Неужели больше никого здесь не оказалось? Если кто-то и сидел в кустах, то, или затаился, или уже убежал достаточно далеко, чтобы я не слышал его топота. Лучше, конечно, чтобы нападавших было только шестеро, так как живой свидетель бойни нам совсем ни к чему… Нам не нужны невероятные слухи о том, что по стране путешествуют какие-то странные целители, которым завалить десяток здоровущих мужиков проще, чем высморкаться.

«Скоморох» оказался тоже ещё живым. Он сидел на земле, зажимая порезанную шею обеими руками, и в его застывших глазах не осталось ни единой искорки былого веселья. Кровь сочилась сквозь его пальцы, перепачкав ему все руки и рубаху, оставив следы на земле. Его рубаха покраснела, а лицо, наоборот, стало бледным, хотя тоже в кровавых пятнах.

— Я ж предлагал вам свалить по-хорошему! — крикнул я, но, конечно, не для того, чтобы заводить душевный разговор, а только лишь для того, чтобы разгорячить себя для нанесения сидящему окончательного удара окровавленной сталью.

Вернулся Малёк. Я его ни о чём не спрашивал: и так понимал, что убежать от моего друга у сиволапого мужика шансов не имелось.

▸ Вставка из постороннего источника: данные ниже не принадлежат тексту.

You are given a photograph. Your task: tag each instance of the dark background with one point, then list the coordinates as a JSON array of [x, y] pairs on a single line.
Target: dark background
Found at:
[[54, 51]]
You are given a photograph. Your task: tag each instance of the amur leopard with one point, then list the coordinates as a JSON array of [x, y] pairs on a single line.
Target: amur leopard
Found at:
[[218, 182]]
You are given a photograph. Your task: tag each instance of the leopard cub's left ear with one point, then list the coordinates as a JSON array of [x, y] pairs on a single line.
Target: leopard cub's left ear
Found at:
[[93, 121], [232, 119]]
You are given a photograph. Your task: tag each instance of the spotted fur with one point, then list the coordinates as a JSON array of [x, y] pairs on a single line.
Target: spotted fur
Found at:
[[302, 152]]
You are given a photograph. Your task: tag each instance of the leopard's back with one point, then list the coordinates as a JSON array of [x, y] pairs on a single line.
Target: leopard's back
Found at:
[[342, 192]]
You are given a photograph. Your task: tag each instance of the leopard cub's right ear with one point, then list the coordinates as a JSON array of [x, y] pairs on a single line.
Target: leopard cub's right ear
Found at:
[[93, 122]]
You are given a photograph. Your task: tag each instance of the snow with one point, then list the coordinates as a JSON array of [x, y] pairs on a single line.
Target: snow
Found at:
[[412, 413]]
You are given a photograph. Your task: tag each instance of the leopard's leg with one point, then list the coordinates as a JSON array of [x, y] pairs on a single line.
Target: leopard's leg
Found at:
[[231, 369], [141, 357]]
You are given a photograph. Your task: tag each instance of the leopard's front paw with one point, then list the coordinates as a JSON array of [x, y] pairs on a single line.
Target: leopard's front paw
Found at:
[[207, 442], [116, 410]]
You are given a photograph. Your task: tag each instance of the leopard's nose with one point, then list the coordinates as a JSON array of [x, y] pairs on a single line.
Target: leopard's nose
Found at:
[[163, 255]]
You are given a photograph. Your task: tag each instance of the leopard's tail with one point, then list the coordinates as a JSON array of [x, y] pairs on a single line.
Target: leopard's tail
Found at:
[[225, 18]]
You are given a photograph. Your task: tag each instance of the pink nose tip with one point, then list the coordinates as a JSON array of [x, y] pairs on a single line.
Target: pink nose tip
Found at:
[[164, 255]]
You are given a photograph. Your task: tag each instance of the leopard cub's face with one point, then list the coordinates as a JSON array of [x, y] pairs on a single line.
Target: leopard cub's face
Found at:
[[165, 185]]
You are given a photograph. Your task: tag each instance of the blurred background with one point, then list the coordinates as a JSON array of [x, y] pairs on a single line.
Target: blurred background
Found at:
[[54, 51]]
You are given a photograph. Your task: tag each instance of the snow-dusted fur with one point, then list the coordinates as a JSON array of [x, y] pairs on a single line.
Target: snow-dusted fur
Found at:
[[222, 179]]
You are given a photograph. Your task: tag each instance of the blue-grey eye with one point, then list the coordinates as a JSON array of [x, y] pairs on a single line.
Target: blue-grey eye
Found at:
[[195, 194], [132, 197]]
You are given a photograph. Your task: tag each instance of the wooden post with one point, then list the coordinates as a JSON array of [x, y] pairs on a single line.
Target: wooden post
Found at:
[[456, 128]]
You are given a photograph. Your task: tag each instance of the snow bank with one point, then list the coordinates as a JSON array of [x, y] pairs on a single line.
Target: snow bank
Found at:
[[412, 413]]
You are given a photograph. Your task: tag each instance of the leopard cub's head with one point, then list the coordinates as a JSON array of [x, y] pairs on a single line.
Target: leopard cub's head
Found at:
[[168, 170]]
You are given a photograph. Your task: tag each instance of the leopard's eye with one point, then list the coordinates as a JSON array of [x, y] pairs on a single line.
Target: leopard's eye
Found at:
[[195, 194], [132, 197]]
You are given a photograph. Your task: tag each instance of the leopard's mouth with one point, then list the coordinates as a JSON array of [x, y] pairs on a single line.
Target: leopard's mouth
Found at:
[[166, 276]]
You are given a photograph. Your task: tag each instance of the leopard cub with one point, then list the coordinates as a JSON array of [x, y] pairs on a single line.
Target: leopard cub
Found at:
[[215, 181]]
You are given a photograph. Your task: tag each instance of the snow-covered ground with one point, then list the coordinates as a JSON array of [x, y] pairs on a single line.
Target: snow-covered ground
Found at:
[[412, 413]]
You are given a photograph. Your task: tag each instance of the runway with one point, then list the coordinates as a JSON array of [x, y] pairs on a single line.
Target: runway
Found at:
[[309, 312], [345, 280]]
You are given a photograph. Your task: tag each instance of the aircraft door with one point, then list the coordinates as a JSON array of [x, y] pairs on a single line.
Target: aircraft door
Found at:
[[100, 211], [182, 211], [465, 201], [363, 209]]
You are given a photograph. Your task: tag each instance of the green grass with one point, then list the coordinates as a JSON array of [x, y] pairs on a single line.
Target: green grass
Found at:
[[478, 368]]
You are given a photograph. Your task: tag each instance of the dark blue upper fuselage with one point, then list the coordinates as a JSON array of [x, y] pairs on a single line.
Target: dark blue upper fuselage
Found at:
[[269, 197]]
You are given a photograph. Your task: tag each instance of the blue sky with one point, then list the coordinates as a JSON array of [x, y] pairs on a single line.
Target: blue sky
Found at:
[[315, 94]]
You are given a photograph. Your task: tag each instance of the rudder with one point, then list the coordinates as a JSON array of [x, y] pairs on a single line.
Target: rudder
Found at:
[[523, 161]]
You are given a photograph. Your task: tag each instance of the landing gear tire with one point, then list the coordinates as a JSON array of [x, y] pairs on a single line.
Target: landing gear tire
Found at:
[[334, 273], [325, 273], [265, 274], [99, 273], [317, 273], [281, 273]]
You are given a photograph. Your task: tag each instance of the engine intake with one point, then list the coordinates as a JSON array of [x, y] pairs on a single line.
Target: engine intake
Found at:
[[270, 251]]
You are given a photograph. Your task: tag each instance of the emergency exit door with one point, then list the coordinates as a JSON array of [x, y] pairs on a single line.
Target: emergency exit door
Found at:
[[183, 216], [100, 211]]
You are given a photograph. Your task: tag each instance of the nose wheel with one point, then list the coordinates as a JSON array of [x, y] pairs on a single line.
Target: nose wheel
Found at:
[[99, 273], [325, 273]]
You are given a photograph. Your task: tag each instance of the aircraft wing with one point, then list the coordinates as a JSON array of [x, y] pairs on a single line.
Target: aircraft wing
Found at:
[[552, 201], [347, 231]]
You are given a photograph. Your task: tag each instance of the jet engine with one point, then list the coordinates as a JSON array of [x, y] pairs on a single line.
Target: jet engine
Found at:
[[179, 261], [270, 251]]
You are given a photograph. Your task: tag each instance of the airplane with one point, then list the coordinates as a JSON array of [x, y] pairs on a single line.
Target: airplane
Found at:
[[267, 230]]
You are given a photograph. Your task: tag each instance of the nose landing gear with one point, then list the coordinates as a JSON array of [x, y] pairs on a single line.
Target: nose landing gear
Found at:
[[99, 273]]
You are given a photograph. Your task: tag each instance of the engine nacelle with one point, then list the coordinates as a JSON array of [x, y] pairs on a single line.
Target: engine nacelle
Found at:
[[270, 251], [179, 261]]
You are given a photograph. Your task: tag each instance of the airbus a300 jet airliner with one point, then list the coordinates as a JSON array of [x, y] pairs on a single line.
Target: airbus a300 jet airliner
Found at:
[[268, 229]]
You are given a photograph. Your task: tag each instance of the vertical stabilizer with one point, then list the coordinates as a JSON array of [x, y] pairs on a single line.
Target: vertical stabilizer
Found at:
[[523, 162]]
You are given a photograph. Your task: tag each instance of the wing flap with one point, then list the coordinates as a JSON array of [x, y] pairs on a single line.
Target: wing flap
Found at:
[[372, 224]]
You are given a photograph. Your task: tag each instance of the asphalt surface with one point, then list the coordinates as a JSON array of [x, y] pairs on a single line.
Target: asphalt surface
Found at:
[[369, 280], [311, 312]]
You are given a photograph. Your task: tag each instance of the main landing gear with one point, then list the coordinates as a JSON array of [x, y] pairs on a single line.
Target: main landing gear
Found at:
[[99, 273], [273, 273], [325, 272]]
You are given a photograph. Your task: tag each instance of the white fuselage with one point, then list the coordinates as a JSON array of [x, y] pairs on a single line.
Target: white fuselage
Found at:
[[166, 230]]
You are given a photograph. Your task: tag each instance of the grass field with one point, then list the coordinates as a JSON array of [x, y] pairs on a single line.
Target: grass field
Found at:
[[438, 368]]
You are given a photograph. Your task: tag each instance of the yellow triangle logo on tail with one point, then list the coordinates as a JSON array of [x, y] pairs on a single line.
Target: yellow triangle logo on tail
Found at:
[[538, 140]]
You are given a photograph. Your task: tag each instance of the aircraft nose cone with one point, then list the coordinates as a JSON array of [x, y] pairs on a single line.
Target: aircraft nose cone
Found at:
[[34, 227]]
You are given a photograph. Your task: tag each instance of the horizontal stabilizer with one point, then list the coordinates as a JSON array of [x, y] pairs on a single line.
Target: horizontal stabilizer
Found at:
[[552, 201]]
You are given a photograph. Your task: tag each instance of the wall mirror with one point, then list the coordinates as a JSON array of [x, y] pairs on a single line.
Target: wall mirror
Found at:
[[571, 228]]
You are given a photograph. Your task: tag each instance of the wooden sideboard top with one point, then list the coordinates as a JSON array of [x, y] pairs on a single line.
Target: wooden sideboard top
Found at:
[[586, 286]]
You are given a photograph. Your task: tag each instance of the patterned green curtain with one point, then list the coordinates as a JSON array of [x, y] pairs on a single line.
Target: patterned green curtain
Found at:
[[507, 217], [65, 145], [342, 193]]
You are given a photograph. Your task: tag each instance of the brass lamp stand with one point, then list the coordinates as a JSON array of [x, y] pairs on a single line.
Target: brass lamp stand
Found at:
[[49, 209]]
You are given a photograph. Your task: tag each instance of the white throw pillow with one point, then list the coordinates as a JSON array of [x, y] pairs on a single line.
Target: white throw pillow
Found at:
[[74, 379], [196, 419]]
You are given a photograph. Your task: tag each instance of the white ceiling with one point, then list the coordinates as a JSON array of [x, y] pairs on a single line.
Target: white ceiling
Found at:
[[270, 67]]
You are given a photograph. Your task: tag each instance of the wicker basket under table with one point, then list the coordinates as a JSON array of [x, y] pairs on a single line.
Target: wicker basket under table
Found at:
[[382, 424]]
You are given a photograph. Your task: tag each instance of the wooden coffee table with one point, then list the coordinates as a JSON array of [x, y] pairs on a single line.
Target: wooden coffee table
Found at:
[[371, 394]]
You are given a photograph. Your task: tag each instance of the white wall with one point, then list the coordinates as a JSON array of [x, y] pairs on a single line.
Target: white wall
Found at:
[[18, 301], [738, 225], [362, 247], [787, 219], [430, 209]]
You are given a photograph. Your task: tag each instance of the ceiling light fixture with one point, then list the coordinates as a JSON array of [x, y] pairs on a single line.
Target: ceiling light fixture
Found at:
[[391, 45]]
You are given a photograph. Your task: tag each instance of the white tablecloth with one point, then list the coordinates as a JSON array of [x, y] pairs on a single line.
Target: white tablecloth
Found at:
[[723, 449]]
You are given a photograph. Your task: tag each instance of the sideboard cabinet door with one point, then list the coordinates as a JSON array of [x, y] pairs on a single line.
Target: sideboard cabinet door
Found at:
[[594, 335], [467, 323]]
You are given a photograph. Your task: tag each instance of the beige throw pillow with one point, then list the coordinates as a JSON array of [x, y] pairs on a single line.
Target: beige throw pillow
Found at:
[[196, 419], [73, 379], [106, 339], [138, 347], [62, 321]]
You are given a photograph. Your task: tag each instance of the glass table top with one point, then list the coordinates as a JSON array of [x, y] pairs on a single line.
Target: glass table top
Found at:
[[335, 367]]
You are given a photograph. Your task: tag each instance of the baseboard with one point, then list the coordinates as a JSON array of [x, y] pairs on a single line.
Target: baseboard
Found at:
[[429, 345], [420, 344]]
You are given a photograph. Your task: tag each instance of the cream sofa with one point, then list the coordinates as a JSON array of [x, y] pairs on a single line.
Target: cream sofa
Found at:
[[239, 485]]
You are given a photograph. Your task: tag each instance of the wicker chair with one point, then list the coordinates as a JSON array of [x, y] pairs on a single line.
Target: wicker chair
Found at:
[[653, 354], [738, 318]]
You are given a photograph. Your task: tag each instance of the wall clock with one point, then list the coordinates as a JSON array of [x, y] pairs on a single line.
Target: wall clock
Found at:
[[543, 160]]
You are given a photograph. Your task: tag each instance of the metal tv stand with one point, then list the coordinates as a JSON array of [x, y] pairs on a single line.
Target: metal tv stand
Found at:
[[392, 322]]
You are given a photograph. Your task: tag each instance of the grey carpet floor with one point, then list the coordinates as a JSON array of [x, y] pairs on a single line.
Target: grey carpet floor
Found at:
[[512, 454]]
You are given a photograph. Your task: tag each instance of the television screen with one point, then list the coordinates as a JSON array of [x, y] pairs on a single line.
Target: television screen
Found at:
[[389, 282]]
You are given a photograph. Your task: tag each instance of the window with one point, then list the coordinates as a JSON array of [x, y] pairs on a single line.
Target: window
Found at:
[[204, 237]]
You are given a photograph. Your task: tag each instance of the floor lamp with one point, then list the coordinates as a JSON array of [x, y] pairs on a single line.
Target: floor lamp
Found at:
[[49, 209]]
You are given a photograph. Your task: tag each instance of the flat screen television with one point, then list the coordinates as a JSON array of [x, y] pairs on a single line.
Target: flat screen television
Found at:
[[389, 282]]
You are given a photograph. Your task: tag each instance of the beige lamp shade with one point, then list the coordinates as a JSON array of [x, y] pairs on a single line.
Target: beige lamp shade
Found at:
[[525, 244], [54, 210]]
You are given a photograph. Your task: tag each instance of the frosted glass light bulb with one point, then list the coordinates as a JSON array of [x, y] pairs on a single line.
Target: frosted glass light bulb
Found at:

— Неудобная штука, — пожаловался Малёк, показывая окровавленный колун. — Тяжёлая. Клевец был бы неплох.

— Надо прибраться тут, — сказал я. — Их не должны найти быстро… У тебя пятна на щеке — сотри.

— А, зараза, и точно… Хорошо, хоть не на рубашку брызнуло.

Мы оттащили тела подальше в лес, потратив драгоценное время, а потом ещё затирали пролитую на дороге кровь. По счастью, никто тут так и не появился. Скорее всего, знали, что ходить тут очень опасно…

Когда мы отъехали от места схватки достаточно далеко, я начал откровенный разговор с другом:

— Нет, ну ты понял, да?! Вот шнырги вонючие! Нас сдал кто-то из деревенских: предупредил, что мы тут проедем. Ждали нас, сволочи.

Лекарями назвали…

— Мы ж ни с кем, кроме бабки, и не общались, — ответил Малёк. — Никому не говорили, что «сестра ворожбой занимается». Откуда узнали? Эта старая карга, что ли, у них тут главная наводчица?!

— Вот змеюка проклятая! А ведь такой ласковой прикидывалась! «Сыночки, детки»! Задушил бы сволочугу! — я от досады чуть не лопнул.

Гораздо позже я понял, что бабка, приютившая нас, могла оказаться совсем не причём. Скорее всего, нас, действительно, унюхал некий местный наводчик, следивший за нашими сборами в путь. А потом ему оставалось сделать сущий пустяк: под любым предлогом заглянуть к старушке в гости и проявить чисто деревенское любопытство: а кто ж тут у тебя ночевал седни и всех собак потревожил? Ведь в этой глуши любое событие — новость на целую неделю: почему бы и не поинтересоваться? «Вылеченная» бабка на радостях запросто могла выложить такому всё, как есть: что, мол, у неё ночевали трое «совсем молоденьких таких, а девица у них знатная лекарка, и за ночлег медяк оставили».

Если выясняется, что у путников с собой есть медяки, то тогда наводчик сразу же отправит верхового галопом, чтобы предупредить разбойников.

Ему, знающему местность, не составит труда обогнать нашу тяжело груженую колымагу по короткому пути.

Солнышко поняла всё это гораздо раньше нас:

— Нет, не могла она так сделать!

Мы оглянулись на неё:

— Да откуда ж ты знаешь? Сама, что ли, рассказала про нас кому?!

— Ничего никому не говорила. Но только она так не могла — это я точно знаю! — девушка упрямо мотнула головой, отбрасывая все наши доводы.

— А кто ж тогда сказал?! — вскричал Малёк.